Frustrated by (not provided) keyword data and other Google Analytics niggles?

This post looks to help you resolve these issues to get more from your organic search data. 

There are many differences between agency-side and client-side, not least the amount of sites worked on! However, there are also some shared resources that add value to both sides of the coin.

Data sources are an example of this and when we’re all fighting the same fight, it’s essential to have consistent pots of data to analyse and report on.

One such data source is, of course, Google Analytics. As a free tool, it is an essential resource for agencies and brands alike. I’m a daily user of GA as part of client reporting and helping our search and technical teams understand how sites are performing, both positively and negatively. 

Google has made changes to GA, especially recently. Some of these changes, particularly around UX and usability, have really benefitted the user.

On the flip side, Google has given with one hand and taken away with the other, by making it more and more difficult to gain full access to data, especially in organic.  

With this post I aim to go a little deeper by giving specific, actionable advice on how to further prove the value of organic for your business or clients. 

(not provided)

The most infamous of GA’s restrictions is undoubtedly (not provided) keyword data, where Google restricts keyword data due to ‘security’ and protection of the searcher’s privacy.

If you are signed in to Google when you search, the keyword you search for is not passed on to the site owner. This began as a small percentage but has steadily grown until Google announced in late 2013 that all signed-in keyword data would be hidden indefinitely. In reality, from what we see everyday across our client portfolio, this equates to around 80-90% of organic keyword data being hidden. 

This is just an example of some of GA’s niggling inconsistencies, and one I hope to resolve for you in this post, amongst others.  So let’s begin with unlocking (not provided) data…

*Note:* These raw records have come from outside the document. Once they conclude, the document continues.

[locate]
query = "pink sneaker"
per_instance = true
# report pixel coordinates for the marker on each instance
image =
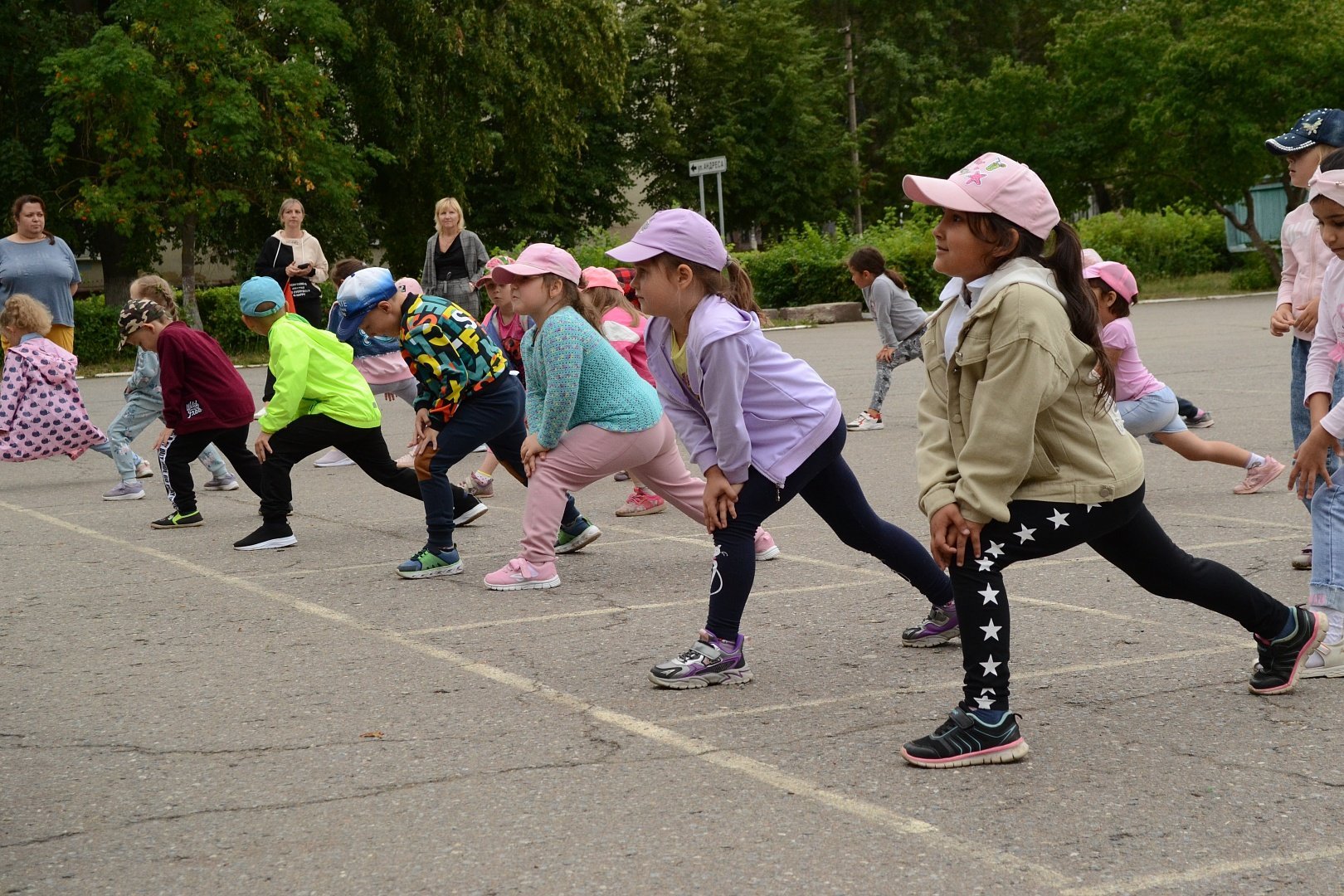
(1259, 477)
(519, 575)
(765, 546)
(641, 503)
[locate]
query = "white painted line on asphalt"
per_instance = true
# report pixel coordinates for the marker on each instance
(695, 747)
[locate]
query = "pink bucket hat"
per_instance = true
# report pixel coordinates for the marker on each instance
(537, 260)
(600, 277)
(1114, 275)
(992, 183)
(676, 231)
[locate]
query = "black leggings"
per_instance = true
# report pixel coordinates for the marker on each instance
(1121, 531)
(830, 488)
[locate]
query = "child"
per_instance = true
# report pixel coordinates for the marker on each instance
(1305, 258)
(205, 401)
(465, 397)
(899, 325)
(144, 405)
(1022, 455)
(42, 412)
(760, 423)
(504, 327)
(1147, 406)
(622, 325)
(587, 414)
(1327, 499)
(320, 399)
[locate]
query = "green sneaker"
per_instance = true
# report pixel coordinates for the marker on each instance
(179, 522)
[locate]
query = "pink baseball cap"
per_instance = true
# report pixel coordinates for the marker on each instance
(676, 231)
(1114, 275)
(537, 260)
(596, 277)
(992, 183)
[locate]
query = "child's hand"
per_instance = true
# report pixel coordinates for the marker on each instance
(1309, 462)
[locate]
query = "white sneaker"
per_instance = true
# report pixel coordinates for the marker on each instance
(864, 422)
(334, 458)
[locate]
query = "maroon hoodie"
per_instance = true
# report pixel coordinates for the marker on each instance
(202, 390)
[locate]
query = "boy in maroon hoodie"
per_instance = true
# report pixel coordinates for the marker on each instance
(205, 401)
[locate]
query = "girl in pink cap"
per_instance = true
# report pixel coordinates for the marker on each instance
(1022, 453)
(761, 425)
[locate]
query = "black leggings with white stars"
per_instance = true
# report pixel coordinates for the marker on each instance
(1121, 531)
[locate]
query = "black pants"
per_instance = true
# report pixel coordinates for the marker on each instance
(830, 488)
(316, 433)
(1122, 533)
(175, 460)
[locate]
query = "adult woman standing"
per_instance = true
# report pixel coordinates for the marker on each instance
(295, 260)
(455, 258)
(39, 264)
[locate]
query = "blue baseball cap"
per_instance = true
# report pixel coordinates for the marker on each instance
(1317, 127)
(358, 296)
(257, 293)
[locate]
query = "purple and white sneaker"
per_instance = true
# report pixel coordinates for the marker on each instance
(709, 661)
(940, 626)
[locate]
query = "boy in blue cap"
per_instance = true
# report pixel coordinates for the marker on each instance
(466, 397)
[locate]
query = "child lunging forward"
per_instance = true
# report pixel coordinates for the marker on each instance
(1147, 405)
(42, 412)
(760, 423)
(1022, 455)
(899, 325)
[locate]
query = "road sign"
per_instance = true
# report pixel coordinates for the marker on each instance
(713, 165)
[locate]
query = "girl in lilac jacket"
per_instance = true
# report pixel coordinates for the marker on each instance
(41, 410)
(761, 425)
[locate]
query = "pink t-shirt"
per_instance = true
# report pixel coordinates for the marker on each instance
(1132, 379)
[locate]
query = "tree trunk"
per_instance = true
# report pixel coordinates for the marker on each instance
(188, 270)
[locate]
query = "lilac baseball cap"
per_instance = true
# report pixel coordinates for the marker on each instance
(537, 260)
(679, 232)
(992, 183)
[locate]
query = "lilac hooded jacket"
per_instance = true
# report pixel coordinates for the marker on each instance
(749, 403)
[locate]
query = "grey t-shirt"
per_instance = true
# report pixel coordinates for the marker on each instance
(893, 310)
(43, 270)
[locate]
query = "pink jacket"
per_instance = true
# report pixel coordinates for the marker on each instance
(1305, 258)
(41, 410)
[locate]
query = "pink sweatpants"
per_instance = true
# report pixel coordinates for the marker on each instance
(589, 453)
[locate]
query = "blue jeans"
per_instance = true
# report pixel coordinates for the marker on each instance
(1298, 416)
(139, 412)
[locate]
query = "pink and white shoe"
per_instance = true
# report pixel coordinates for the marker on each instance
(765, 546)
(520, 575)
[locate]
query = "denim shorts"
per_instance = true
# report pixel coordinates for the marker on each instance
(1153, 412)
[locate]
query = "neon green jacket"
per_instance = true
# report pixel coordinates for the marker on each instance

(not provided) – the bane of the SEO’s life! There are two main issues with (not provided) that I encounter on a daily basis – being unable to specify brand and non-brand traffic volumes, and the split of non-brand traffic between keywords. Let’s look at both of these issues and how we can resolve them… 

Brand and non-brand

(not provided) makes our lives difficult, but it does leave us a sliver of data to work with. As mentioned above, this is usually around 15% of keyword data. The word of the day here is extrapolate. We need to take this 15% of available keyword data and apply its structure to the hidden remainder. Here is a step-by-step guide on how to do this, with an additional bonus download to help you.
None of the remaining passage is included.